People love a heartwarming story of a teacher’s self-sacrifice. This might be a full-time PE teacher who also hosts three different programs for the community for likely little to no pay. This might be a teacher who manages to lead his class from a hospital bed while fighting stage 4 cancer during a pandemic. These stories give you the sense that kids are getting from one person the time and support they deserve from a dozen. When teachers make the news for something good, it’s usually because they’ve mastered some superhuman, time-splitting set of responsibilities under terrible circumstances.
The concept of “good teaching” itself has internalized the requirement for self-sacrifice. Washington State’s Teacher of the Year, for example, cannot simply lead all students of all backgrounds to academic excellence. That would be too easy. They must also find the time to connect their classroom to key stakeholders in the community and demonstrate “leadership and innovation in and outside of the classroom walls.” Pinterest is filled with well-loved photos of elementary school classrooms covered from floor to ceiling with intricate arts and crafts, disguising hundreds of dollars and hours that teachers spend decorating or otherwise stocking their classrooms. The media shines a spotlight on teachers who sacrifice the little time they don’t spend teaching or preparing to teach to offer additional unpaid service to their school and community, time they could have spent with themselves or their families.
The legend of the self-sacrificial teacher is a fantasy that lets you pretend we were summoned by some higher calling to lives of poverty, endless toil, or martyrdom.
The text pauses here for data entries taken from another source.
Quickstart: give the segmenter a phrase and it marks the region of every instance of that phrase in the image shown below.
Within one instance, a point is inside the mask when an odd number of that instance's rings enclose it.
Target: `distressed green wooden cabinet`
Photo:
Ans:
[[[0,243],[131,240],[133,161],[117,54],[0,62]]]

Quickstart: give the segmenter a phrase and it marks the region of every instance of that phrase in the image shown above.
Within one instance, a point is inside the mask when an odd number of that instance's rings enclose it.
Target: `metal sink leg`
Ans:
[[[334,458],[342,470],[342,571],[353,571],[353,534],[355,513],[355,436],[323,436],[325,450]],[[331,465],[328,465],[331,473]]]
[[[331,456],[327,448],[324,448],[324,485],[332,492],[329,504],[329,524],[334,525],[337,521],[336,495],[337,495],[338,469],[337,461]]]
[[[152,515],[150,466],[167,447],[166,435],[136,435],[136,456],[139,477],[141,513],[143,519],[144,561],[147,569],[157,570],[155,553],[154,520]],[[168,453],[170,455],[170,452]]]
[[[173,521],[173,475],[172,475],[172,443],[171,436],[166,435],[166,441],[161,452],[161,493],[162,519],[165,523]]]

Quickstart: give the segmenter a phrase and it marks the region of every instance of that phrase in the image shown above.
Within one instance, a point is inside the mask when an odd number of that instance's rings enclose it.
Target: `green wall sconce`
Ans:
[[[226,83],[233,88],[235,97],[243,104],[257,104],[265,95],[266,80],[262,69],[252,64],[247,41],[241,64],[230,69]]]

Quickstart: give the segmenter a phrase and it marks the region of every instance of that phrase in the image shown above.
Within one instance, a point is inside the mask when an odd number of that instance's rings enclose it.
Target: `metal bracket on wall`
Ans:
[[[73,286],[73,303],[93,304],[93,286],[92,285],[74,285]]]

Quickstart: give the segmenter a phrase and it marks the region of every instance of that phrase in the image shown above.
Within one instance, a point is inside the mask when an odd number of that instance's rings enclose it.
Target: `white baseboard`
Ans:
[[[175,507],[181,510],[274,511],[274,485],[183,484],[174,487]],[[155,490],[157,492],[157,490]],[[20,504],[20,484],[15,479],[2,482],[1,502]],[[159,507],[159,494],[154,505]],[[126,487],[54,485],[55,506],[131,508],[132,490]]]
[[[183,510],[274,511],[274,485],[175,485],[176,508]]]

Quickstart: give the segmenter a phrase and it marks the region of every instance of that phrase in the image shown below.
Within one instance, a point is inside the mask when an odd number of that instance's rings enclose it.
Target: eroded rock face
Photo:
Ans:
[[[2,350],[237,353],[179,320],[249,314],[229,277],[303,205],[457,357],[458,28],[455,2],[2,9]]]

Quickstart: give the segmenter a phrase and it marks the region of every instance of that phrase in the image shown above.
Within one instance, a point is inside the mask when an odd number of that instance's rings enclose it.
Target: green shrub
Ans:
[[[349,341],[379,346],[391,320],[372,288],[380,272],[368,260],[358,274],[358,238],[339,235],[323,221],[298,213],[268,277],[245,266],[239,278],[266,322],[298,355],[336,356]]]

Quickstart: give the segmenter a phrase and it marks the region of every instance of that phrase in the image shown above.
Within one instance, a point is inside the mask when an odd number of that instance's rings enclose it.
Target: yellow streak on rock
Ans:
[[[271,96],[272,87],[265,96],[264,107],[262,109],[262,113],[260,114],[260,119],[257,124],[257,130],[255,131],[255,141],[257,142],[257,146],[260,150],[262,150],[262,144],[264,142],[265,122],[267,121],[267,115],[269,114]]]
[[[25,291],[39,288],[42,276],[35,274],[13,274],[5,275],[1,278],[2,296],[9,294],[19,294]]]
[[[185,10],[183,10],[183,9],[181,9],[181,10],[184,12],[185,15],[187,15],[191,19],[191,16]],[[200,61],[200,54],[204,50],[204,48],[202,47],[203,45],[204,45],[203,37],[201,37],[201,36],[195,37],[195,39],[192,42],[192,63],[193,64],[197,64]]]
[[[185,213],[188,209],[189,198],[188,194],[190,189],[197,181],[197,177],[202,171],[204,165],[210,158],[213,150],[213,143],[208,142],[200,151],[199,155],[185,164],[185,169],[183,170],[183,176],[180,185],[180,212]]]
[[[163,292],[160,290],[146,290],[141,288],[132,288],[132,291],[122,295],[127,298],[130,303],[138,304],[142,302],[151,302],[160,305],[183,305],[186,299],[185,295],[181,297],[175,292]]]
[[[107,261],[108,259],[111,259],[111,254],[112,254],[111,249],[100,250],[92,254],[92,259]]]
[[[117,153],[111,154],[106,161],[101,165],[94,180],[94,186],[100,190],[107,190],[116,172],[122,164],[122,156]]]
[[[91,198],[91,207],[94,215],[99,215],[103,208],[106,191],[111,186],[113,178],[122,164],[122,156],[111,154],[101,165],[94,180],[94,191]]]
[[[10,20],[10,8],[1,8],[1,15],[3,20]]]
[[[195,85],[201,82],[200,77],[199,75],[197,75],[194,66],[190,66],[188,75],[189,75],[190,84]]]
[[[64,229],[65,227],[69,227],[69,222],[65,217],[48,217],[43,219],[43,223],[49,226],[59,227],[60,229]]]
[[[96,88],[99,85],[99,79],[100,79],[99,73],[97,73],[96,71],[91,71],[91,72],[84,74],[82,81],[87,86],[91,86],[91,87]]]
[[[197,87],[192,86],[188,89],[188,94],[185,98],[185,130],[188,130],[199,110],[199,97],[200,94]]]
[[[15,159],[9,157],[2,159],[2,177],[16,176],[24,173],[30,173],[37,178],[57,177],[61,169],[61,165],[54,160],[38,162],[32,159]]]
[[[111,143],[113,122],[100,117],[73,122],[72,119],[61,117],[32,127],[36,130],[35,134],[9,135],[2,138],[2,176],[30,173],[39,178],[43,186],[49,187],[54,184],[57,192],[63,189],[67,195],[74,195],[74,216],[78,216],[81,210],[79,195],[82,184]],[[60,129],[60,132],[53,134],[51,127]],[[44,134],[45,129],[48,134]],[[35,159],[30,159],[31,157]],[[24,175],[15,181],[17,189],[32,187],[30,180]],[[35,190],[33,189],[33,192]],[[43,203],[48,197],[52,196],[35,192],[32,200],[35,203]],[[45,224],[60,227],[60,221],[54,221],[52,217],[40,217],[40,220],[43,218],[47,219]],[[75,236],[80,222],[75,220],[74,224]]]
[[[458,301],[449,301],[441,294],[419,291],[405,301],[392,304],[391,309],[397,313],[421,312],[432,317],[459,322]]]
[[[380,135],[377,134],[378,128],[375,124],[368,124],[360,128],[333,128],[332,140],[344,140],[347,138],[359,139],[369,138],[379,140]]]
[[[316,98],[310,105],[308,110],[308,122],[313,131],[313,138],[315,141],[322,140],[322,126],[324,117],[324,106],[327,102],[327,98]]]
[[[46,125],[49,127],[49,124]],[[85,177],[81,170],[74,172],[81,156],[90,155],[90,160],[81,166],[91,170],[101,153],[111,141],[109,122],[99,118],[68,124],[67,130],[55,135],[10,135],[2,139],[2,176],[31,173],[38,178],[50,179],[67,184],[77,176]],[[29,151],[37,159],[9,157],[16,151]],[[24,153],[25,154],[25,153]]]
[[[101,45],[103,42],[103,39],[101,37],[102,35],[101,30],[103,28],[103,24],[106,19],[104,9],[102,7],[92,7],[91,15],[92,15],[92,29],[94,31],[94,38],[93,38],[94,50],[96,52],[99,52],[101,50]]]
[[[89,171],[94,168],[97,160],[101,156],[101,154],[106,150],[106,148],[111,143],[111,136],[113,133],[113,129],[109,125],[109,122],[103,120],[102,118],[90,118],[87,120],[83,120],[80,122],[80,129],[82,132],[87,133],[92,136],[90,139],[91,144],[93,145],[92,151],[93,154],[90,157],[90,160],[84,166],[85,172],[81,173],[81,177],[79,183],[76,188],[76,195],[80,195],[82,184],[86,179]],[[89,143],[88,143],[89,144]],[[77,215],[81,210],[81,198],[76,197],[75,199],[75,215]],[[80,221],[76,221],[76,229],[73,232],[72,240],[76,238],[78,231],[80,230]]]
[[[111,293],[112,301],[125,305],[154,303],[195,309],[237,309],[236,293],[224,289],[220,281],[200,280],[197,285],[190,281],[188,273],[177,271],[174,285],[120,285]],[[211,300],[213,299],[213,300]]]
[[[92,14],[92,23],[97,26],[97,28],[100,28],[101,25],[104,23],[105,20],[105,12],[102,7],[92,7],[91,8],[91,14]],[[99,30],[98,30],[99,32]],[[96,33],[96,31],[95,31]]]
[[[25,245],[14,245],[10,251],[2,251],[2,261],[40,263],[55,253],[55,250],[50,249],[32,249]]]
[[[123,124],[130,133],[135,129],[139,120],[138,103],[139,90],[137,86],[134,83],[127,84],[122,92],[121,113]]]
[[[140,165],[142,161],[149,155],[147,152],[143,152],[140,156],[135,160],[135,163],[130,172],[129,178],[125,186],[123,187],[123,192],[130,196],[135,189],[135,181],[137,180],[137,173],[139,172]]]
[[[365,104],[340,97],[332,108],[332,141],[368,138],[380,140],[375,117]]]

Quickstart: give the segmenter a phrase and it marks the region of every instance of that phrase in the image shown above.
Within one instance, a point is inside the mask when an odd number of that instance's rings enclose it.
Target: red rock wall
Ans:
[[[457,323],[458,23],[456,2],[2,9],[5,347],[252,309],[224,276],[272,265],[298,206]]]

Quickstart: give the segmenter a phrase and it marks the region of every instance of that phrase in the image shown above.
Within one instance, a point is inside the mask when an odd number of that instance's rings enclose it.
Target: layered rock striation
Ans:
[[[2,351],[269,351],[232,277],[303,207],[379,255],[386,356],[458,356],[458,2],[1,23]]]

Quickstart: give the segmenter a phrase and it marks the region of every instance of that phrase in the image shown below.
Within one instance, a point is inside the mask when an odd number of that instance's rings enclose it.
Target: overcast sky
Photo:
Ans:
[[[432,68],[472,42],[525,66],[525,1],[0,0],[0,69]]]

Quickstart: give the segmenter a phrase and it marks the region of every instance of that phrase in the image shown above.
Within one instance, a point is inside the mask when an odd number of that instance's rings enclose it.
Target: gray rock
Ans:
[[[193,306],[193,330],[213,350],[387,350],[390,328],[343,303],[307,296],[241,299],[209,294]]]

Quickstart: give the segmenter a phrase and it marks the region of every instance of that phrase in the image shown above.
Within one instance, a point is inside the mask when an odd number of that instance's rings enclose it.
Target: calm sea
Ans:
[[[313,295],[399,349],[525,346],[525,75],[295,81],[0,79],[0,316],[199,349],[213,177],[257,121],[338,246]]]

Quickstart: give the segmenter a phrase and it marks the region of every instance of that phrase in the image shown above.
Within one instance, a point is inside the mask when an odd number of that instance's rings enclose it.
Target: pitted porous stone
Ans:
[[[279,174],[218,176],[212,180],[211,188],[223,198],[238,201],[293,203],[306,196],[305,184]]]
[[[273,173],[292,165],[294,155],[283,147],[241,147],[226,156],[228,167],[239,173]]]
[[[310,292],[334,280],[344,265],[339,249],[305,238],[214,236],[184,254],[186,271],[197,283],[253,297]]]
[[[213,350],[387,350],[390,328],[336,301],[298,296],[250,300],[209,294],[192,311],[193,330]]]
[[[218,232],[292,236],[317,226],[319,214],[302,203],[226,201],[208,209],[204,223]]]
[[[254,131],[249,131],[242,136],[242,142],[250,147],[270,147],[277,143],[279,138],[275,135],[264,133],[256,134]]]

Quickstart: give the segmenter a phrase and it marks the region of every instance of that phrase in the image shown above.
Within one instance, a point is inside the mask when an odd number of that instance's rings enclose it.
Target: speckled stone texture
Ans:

It obscures how elected officials leverage teachers’ visceral concern for our students, because they know that teachers will spend the little time and money they have to cover much of the difference between what governments are willing to pay for and what students deserve. It glorifies teachers whose unpaid labor fills gaps in underfunded public services that should have been filled by other professionals, such as academic counselors, therapists, after-school program coordinators, coaches, or custodians. Like the fantasy written to sacrifice nurses and grocery store workers to COVID-19, it lets you off the hook for failing to protect and support the workers you depend on. And during this pandemic, it lets you pretend we signed up to die in service of you.